It may come as a surprise to younger web browsers but there was actually a time when "Google" wasn't synonymous with search engines. In fact, there was a time when Google didn't exist at all. In the early days of the mid-1990s, there was no place to go looking for information.
Then Yahoo came along with its nice little web directory and the search engine wars began. For several years, a number of search engines with names like Yahoo!, Excite! (exclamation points were big in those days), AltaVista, and Hotbot vied for eyeballs with flashing banner ads vying for advertising dollars and assaulting the senses. Some of them even had useful features. AltaVista, for example, could translate web pages from one language to another. But as the search engine wars accelerated, search pages evolved into ever more bloated "portals" and search was relegated to an afterthought.

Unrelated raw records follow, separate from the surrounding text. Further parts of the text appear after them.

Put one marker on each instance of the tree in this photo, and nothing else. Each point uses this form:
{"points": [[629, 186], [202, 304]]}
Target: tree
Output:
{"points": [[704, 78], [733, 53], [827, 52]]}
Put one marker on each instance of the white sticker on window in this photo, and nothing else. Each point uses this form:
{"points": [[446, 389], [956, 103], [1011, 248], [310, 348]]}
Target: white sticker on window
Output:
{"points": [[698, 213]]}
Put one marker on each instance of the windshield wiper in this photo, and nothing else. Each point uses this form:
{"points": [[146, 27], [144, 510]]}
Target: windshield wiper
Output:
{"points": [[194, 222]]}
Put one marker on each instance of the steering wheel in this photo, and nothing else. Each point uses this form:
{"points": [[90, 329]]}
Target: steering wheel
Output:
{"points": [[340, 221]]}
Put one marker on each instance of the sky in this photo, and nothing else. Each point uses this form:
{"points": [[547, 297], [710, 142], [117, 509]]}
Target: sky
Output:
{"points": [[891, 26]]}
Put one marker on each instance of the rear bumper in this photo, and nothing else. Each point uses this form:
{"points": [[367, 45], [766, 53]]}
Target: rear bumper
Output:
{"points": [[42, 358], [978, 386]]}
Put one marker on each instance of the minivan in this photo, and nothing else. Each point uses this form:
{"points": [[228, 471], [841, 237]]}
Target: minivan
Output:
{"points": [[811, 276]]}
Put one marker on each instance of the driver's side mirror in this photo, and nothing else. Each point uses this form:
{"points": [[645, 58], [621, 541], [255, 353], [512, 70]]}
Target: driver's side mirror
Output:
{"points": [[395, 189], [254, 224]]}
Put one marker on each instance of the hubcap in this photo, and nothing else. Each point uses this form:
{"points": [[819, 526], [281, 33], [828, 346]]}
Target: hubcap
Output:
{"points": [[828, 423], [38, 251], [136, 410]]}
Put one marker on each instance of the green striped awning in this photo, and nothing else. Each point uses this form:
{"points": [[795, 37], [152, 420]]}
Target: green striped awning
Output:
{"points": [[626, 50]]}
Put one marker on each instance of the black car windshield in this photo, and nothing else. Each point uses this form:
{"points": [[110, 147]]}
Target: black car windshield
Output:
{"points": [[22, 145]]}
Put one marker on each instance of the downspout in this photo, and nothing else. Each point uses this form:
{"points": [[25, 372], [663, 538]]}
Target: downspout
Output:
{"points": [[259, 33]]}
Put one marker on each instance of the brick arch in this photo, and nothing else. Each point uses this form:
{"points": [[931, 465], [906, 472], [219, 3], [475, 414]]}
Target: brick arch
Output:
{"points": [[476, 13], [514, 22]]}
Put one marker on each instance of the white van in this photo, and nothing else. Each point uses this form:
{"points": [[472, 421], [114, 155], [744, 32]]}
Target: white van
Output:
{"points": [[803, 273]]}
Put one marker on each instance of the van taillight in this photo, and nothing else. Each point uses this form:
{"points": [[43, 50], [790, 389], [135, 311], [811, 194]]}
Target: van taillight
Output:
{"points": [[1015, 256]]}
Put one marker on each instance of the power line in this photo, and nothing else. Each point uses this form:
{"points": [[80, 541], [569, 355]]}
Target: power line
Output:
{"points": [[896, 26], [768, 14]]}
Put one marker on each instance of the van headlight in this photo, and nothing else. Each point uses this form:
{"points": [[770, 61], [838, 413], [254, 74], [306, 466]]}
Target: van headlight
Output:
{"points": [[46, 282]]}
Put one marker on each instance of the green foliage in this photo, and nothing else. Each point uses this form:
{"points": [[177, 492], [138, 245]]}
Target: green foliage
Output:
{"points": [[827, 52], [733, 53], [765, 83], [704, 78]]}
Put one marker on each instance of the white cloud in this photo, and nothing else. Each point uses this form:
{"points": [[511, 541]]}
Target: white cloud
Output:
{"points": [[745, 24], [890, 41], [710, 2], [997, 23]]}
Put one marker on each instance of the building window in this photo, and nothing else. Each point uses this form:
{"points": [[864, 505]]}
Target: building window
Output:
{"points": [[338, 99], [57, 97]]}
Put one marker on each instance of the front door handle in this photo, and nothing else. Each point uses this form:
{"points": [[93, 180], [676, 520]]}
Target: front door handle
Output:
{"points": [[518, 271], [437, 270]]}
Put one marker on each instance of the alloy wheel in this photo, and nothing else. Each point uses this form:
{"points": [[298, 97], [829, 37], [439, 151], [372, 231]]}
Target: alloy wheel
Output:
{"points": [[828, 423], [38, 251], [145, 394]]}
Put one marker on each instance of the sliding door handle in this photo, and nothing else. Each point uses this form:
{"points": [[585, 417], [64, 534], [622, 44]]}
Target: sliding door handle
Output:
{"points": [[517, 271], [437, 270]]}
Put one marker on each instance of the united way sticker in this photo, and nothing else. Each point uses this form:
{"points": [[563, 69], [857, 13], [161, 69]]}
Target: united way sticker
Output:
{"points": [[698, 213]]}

Then Google came along. A late-comer to the search wars, Google blew the competition away with two weapons: its powerful page ranking algorithm, and minimalism. While other search engines where turning into bloated messes, Google presented the average web surfer with a much simpler page—a page which looked much the same then as it does today. Once Google found a way to use its search results make tons of cash without annoying too many people, it was all over.
Flash forward to the present. Former Google employees have started Cuil, a new search engine that aims to take a bite out of the hand that once fed them. Like its predecessor, Cuil presents the user with a simple web page. In fact, Cuil's page is even starker than Google's. I don't usually like white text on a black background but unlike other white on black pages, Cuil's actully does succeed in looking cool without impairing usability. The real difference for users shows up in Cuil's search results.
Cuil does a nice job of laying out and organizing search results. Popular search results are organized by categories in an attractive tabbed layout with more thorough descriptions than the ones you'll find on Google. An image from each page is also added the description; while these images are usually related to the page, sometimes Cuil will merely display an ad that just happens to be on the page. Speaking of images, even though Cuil, like Google, has a "Safe Search" feature designed to filter out pornography, I didn't notice much difference between searching with this feature on or off.
So can Cuil compete against Google? Probably not. Google at this point, is turning into another Microsoft in terms of its power on the web. With a wide array of services, ranging from search, to advertising, to video, and beyond, Google is simply too big to fail. Cuil might be able to carve out a niche as an easy to use alternative search engine—an Apple to Google's Microsoft but it can't become a David to Google's Goliath without some divine intervention. Nevertheless, Cuil will be exciting to watch if for no other than reason than to see if its competition can drive Google to be a better search engine.
Update: I could have sworn that I'd seen a slashdot article about Cuil and sure enough here it is. As always, the discussion was pretty interesting. Most of the slashdot geeks are dismissing Cuil but there was also a surprising amount of hostility towards Google in the comments. It surprised me but perhaps it shouldn't have.